If you haven’t yet enabled any Unity Services for this project, you’ll be asked to create a Unity Project ID in the Services dashboard. (Figure 01) If this project has already been set up in your Dashboard, click “I already have a Unity Project ID,” and select your project’s name and organization. Otherwise, select the organization for this project and click Create. If you have Unity create your Project ID for you, it will set the name based on either the project name for desktop projects, or the Product Name in Player Settings for mobile projects.

2.
Enable Unity Ads
In the Services tab, click the toggle to enable Unity Ads. (Figure 02)

3.
Showing an ad
Showing an ad, from initialization to display, takes just a few lines of code.

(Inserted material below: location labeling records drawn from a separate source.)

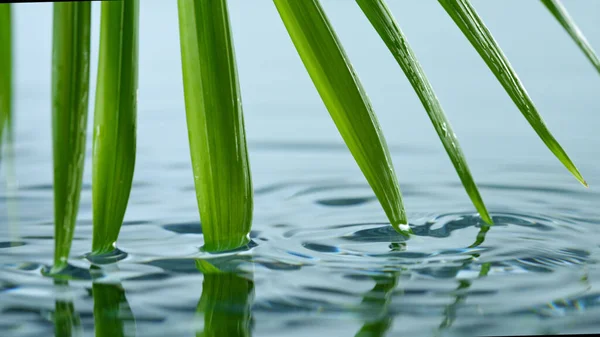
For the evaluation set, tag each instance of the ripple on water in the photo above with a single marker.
(435, 248)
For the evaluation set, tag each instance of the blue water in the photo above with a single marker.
(323, 260)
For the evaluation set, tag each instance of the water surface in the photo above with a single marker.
(323, 259)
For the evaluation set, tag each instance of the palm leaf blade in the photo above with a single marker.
(345, 99)
(114, 121)
(215, 124)
(5, 69)
(70, 86)
(469, 22)
(383, 21)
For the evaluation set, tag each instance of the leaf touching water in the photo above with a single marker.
(5, 70)
(70, 85)
(114, 120)
(469, 22)
(346, 100)
(560, 13)
(215, 124)
(383, 21)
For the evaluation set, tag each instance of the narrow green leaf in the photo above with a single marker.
(114, 120)
(469, 22)
(5, 70)
(560, 13)
(112, 314)
(343, 95)
(383, 21)
(70, 86)
(215, 123)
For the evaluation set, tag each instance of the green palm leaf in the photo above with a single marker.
(114, 120)
(5, 70)
(215, 124)
(344, 97)
(469, 22)
(383, 21)
(70, 85)
(560, 13)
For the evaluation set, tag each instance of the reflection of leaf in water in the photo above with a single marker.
(225, 304)
(111, 311)
(66, 320)
(379, 296)
(450, 311)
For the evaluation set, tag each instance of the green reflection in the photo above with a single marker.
(112, 314)
(464, 285)
(225, 304)
(65, 318)
(379, 297)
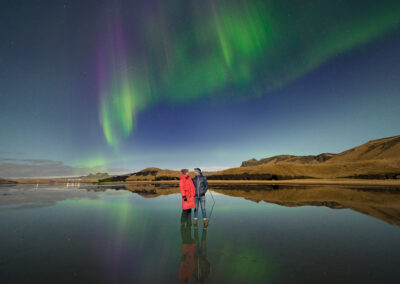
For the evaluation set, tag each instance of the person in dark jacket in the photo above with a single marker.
(201, 186)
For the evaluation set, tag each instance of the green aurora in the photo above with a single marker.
(226, 50)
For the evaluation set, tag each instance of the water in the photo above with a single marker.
(134, 234)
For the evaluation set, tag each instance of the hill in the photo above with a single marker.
(376, 159)
(148, 174)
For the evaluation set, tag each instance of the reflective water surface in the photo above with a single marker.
(257, 234)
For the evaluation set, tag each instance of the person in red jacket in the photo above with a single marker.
(188, 192)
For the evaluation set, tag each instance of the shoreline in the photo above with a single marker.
(340, 182)
(357, 182)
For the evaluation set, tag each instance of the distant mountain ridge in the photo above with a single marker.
(384, 148)
(289, 159)
(376, 159)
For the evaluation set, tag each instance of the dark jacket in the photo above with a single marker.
(200, 184)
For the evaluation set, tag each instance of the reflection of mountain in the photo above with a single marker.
(383, 205)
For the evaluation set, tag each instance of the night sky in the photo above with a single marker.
(122, 85)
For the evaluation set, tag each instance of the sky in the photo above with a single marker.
(118, 86)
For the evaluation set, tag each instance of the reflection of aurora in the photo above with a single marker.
(180, 51)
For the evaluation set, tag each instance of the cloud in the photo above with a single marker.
(18, 168)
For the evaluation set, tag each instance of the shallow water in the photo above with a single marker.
(135, 234)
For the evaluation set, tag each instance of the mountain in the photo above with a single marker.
(289, 159)
(376, 159)
(148, 174)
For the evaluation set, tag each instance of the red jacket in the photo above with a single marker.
(187, 189)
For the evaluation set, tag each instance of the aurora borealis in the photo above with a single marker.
(130, 84)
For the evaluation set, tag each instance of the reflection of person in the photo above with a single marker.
(188, 248)
(202, 266)
(188, 191)
(201, 185)
(193, 260)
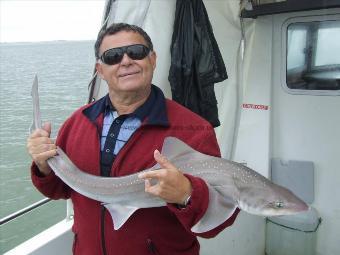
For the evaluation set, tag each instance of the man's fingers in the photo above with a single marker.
(156, 174)
(47, 127)
(42, 157)
(41, 148)
(162, 161)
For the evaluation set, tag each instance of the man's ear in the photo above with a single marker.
(153, 58)
(99, 69)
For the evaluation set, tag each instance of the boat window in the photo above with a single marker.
(313, 56)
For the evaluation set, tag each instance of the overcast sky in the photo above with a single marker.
(47, 20)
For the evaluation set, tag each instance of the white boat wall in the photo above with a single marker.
(261, 117)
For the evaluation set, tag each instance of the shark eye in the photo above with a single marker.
(279, 204)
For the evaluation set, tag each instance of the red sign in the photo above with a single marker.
(256, 106)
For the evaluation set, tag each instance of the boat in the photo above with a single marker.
(278, 111)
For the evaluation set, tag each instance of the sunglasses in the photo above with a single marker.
(115, 55)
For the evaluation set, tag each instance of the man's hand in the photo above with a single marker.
(41, 147)
(172, 186)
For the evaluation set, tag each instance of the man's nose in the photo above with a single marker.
(126, 60)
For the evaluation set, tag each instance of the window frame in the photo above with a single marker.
(284, 54)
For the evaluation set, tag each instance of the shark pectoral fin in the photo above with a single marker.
(120, 214)
(220, 208)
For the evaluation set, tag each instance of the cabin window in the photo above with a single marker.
(313, 56)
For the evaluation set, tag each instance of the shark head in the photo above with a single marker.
(273, 200)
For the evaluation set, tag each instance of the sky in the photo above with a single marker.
(49, 20)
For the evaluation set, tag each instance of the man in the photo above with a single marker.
(121, 134)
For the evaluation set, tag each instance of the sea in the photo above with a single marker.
(64, 69)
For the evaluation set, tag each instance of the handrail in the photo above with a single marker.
(24, 211)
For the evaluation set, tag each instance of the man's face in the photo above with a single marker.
(129, 75)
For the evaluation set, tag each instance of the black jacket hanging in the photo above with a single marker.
(196, 62)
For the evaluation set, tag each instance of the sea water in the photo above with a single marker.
(64, 70)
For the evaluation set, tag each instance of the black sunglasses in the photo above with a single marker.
(115, 55)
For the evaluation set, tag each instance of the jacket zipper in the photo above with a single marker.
(102, 212)
(102, 216)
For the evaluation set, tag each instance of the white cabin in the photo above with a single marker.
(279, 109)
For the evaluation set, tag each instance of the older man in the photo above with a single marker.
(121, 134)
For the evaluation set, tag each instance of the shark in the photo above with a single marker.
(231, 185)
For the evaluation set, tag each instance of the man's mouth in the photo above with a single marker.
(127, 74)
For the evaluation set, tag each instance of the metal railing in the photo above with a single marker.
(24, 211)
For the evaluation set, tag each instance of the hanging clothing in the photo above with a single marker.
(196, 62)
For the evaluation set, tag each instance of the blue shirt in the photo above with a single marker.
(125, 125)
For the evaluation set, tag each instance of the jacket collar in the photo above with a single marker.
(153, 110)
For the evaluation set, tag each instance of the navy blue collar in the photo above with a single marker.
(153, 110)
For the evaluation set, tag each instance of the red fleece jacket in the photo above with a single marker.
(163, 230)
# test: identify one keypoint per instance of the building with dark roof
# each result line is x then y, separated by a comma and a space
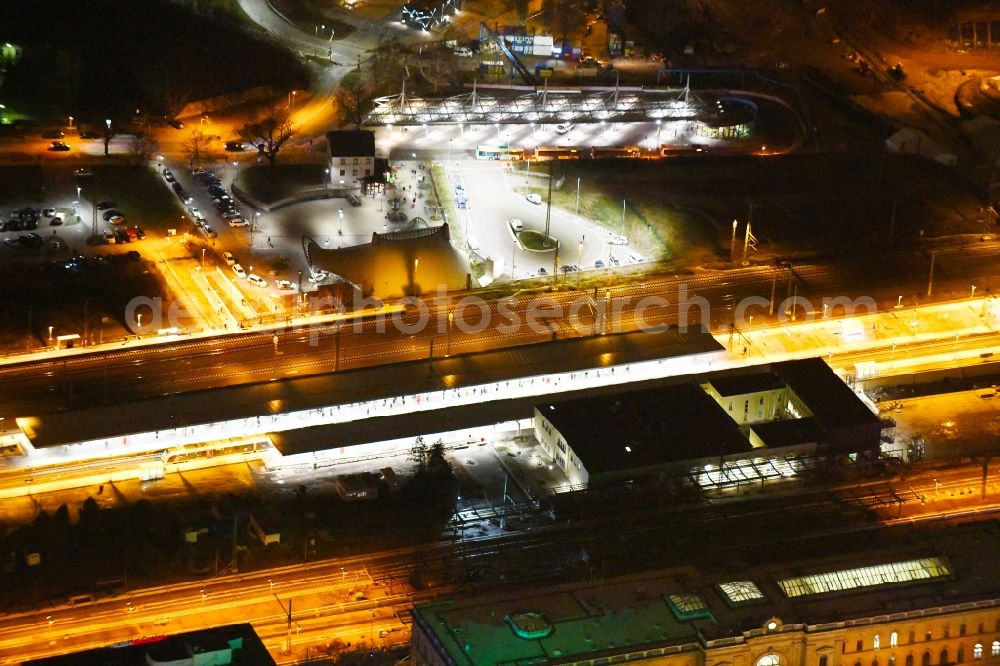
636, 432
784, 411
352, 156
931, 602
236, 644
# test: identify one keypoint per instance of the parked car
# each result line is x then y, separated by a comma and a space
33, 241
315, 277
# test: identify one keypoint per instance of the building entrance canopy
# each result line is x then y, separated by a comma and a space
542, 106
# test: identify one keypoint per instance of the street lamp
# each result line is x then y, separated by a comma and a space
451, 320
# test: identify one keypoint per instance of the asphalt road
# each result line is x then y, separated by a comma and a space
375, 589
104, 377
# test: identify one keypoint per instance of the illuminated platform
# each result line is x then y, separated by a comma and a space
347, 398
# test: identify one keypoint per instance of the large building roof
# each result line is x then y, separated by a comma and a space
662, 611
246, 648
351, 143
831, 401
637, 429
267, 398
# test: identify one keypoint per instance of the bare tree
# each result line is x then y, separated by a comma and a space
269, 134
142, 149
352, 95
196, 145
521, 9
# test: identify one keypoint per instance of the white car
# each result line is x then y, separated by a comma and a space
318, 276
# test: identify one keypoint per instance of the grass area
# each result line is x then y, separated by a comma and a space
139, 192
683, 208
87, 297
309, 14
270, 184
536, 240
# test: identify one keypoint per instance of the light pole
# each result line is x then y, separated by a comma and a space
451, 320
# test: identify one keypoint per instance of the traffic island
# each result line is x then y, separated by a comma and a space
536, 241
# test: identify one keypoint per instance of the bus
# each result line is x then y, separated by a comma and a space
556, 153
620, 152
511, 153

For this basic example, we’re only triggering the ad. The Unity Ads display has a built-in button to close the ad in Placement Zones where that’s allowed. Before you can trigger an ad, you need two pieces of information: your project’s Game ID for the platform(s) on which it will display ads, and the name of the video Placement Zone. You can find both of these in the Unity Dashboard.

4.
Login into the Unity Operate Dashboard
In your web browser of choice, go to https://operate.dashboard.unity3d.com/.
Click Projects on the left to view a summary of your project data, including ad revenue. Click on the name of the project you integrated in Step 1.

5.
Choose the Platform
From the left menu, select Monetization > Platforms. (Figure 03)

6.
Choose an ad placement
Make a note of your project’s Game IDs.
Click Placements, just above Platforms, to view or add to the video placements.
Click a placement name to view its settings. Click the arrow to the left of the placement name to return to the placement list. (Figure 04) When you’re ready, return to the Unity Editor.

7.
Create a script
Back in the Unity Editor, create or load a scene in which to play an ad.
From the GameObject dropdown, select Create Empty and name it AdDisplayObject.
Create a new script called AdDisplay and double click it to open in Visual Studio.

8.
Add to the script
To use Unity Ads, we need to reference the Advertisements namespace. On line 4, type:
using UnityEngine.Advertisements;
On lines 7 and 8, replace XXXXXXX with the proper Game IDs. Beginning on line 7, type:
public string myGameIdAndroid = "XXXXXXX"; public string myGameIdIOS = "XXXXXXX"; public string myVideoPlacement = "video"; public bool adStarted; private bool testMode = true;

9.
Modify the script
Since our Game ID is different between iOS and Android, we will use #if, #else, and  #endif directives to execute the code corresponding to the OS on which our game is running. In Start, beginning on line 17, type:
#if UNITY_IOS Advertisement.Initialize(myGameIdIOS, testMode); #else Advertisement.Initialize(myGameIdAndroid, testMode); #endif
Note that if this were a real game, #else could be extended to:
#else if UNITY_ANDROID
Doing so while running in the Unity Editor would disable our game from initializing Unity Ads, and the code is fine as is.
In Update, beginning on line 27, type:
if (Advertisement.isInitialized && Advertisement.IsReady(myVideoPlacement) && !adStarted) { Advertisement.Show(myVideoPlacement); adStarted = true; }

10.
Save script
AdDisplay is now complete. Save changes and return to the Unity Editor. (Figure 05)

11.
Add component and test
Add the Ad Display component to AdDisplayObject.
Enter Play mode. The test ad should display immediately. Exit Play mode.

12.
Conclusion
Unity Monetization is a quick, easy way to add a dependable revenue stream to your games. With careful placement, ads can seamlessly integrate into a player’s experience without feeling like it breaks the flow of fun.